We too were looking to adopt. About a year after we completed everything a sibling group was placed with us. The girls were with us for about 7 months and recently went back to their original foster home. We had fallen for them but they had been thought a lot and needed help and we had found that DFPS just didn’t care to help us help them. As hard as it was to let them go, I know it was the right decision for all parties involved. They really needed more help that we could have provided for them and it took 6 months just to get a psychological test. It is such a long story!
Anyway, we really want to adopt and has closed our case with DFPS but now I’m rethinking. Please, can you share your experience with me? I would appreciate it so much. I just want to know that what happened to us was… abnormal.
This email kind of cemented it for us. We had gone through the hassle and expense (easily around $2000) to get our home up to the required standard to pass the home study, the background checks and the classes. We had jumped through every hoop they had placed in front of us. And we had absolutely nothing to show for it: not so much as a visit with a prospective foster child. And it appeared that even if we managed by some miracle to get custody of a child through the system, we weren’t likely to retain custody for very long.
So we pulled the plug. After being left to twist in the wind for two years, we just couldn’t see the point of going back through the hassle of the paperwork, classes and overall red tape to maintain certification for foster children who would never arrive.

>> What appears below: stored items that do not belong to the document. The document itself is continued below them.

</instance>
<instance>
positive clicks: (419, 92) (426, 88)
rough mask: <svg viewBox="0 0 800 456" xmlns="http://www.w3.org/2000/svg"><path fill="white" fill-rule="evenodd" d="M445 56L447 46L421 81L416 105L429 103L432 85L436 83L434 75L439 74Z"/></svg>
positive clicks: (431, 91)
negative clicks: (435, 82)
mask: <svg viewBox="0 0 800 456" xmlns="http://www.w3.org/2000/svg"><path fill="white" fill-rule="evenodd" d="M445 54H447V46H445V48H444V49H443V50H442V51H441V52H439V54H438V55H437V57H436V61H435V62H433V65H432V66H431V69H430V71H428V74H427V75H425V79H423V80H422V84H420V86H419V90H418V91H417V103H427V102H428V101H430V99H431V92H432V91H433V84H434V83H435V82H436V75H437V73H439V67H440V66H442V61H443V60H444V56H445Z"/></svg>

Later we were told by a gentleman with many years of experience in the Texas foster system that the Murworth office is an utter waste of time. “I’d sooner get on 610 and drive in circles around Houston all day long than try to get anything done at that office,” he said. But let’s face facts. TDFPS is a state-run bureaucracy, so glacial turnaround and response times are pretty much a given. Besides, I honestly don’t know of a state in the country whose version of DPS isn’t a complete basket case. But whatever they may say publicly, it’s pretty hard to take TDFPS at their word when they claim they need foster parents, and as evidenced by our acquaintance mentioned above, it’s doubly hard to believe that there are resources in place to support them. Something tells me that the most successful foster parents are squeaky wheels – if they don’t get the response they’re looking for, they just keep applying increasing levels of harassment until they do. If you don’t have the wherewithal to be a thorn in the side of the system, you can probably count on being simply ignored or forgotten.
So yes, we know all about foster adoption. We tried and failed miserably.
* While I’m a social conservative, I have a lengthy and distinguished tolerance resume. As mentioned in my bio, I’ve participated in a variety of musical endeavors, so I have lost count of the number of openly gay men I’ve worked with over the years.